On the face of it, the official narrative makes sense – if all we do is look at oil prices from Q4-’22/Q1-’23 to Q4-’23/Q1’24… they look pretty similar in terms of a price decline coming out of the holiday season.

Brent, OPEC basket price closing

And based on what we know about natural gas prices cratering due to oversupply in Texas, this tracks too.

Oil majors take a hit
U.S. and European oil companies reported weaker first quarter results on Friday due to a sharp drop in natural gas prices compared with a year ago. Source: Reuters

But in early February, ExxonMobil and Chevron forecast nearly flat oil production for 2024 compared to 2023 levels.

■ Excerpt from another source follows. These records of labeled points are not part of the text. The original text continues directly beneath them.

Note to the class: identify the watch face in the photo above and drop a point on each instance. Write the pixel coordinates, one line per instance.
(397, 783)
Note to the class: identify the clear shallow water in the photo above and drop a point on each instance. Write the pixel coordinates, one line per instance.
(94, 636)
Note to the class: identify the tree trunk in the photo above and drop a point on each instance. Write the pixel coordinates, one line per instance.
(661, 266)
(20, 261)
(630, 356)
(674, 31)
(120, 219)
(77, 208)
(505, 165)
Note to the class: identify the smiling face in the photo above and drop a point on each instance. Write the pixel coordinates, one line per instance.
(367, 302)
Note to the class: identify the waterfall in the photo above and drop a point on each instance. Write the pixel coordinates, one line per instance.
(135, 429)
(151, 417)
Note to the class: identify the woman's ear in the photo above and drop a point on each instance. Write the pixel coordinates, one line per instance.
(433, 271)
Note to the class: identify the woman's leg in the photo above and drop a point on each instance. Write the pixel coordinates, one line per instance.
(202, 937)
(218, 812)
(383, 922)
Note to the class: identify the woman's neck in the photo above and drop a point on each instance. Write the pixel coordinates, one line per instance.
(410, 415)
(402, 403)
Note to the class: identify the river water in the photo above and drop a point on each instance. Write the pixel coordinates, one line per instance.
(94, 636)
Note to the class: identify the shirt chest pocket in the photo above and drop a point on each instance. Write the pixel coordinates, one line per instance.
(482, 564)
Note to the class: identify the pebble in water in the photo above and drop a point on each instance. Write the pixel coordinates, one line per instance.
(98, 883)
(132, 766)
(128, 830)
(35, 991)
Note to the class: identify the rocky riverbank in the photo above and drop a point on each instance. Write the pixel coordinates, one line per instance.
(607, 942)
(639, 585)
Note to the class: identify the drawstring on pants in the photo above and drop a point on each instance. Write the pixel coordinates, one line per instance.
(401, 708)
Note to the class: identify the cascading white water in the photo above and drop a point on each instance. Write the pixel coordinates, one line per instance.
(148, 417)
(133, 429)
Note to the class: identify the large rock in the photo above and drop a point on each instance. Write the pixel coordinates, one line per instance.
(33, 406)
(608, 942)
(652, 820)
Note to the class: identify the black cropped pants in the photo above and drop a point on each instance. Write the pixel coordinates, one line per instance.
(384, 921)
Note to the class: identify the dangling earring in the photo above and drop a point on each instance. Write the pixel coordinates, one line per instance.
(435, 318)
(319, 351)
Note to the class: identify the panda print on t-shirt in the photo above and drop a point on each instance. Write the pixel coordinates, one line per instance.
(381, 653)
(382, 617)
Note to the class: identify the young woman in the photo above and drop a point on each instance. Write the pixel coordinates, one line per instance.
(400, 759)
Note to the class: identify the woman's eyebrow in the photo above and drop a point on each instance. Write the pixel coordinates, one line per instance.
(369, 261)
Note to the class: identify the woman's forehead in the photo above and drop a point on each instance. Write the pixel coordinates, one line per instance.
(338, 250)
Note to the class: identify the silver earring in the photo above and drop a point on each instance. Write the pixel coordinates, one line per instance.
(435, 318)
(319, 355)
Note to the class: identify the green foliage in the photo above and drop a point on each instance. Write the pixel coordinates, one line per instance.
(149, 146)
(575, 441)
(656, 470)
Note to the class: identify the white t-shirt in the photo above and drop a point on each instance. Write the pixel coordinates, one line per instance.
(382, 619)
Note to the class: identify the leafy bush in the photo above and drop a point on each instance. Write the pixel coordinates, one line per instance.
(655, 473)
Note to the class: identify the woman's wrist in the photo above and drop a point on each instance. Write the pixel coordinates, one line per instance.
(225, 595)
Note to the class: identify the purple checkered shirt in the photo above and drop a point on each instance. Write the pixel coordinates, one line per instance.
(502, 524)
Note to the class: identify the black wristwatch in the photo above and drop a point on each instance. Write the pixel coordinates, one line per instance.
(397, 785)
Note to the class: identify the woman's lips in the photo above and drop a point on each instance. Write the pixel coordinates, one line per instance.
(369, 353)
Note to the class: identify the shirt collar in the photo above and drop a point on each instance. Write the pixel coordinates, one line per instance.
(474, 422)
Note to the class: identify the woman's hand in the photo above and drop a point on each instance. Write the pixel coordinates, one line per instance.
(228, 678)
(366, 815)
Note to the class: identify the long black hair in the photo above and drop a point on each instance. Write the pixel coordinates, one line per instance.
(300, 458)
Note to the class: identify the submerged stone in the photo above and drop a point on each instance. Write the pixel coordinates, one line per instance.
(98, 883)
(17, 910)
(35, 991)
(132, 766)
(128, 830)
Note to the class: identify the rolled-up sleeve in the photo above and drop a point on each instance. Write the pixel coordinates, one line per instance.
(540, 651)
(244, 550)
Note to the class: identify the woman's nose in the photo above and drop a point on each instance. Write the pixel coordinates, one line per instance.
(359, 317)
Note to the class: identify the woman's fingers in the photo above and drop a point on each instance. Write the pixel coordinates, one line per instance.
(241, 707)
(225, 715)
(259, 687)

And the Energy Information Administration estimates the Permian Basin in West Texas and New Mexico will produce more than six million barrels of oil per day in April.

But as we’ve covered in previous issues, what if the “story they’re not telling you” is the alleged record production we’re supposed to be seeing from the Permian Basin in 2024 simply isn’t going to happen?

Does this all point to the end of the record production coming from Permian Shale – not to mention, the catalyst that finally sends oil above $100?

That’s the topic of today’s Weekend Edition.
-Equifund Publishing




Is This The End of Permian Shale?

For the past several weeks in Private Capital Insider – both in the Weekday and Weekend Editions – we’ve been talking a lot about what’s going on in oil and gas.

Why? Two important reasons:

  1. At the time of publishing, the only current listing on the Equifund Crowd Funding Portal happens to be a Permian-based oil and gas play, so we’re obviously providing some market coverage on the sector.
  2. Because energy prices have such a noticeable impact across substantially all parts of the economy, the energy markets serve as a useful bellwether for what’s to come in the stock market.

Coming into 2024, there was a pretty clear narrative from one of the main “official” sources, the Energy Information Administration (EIA): global benchmark for crude oil, may average $93 per barrel, up from an expected 2023 global average of $84 per barrel.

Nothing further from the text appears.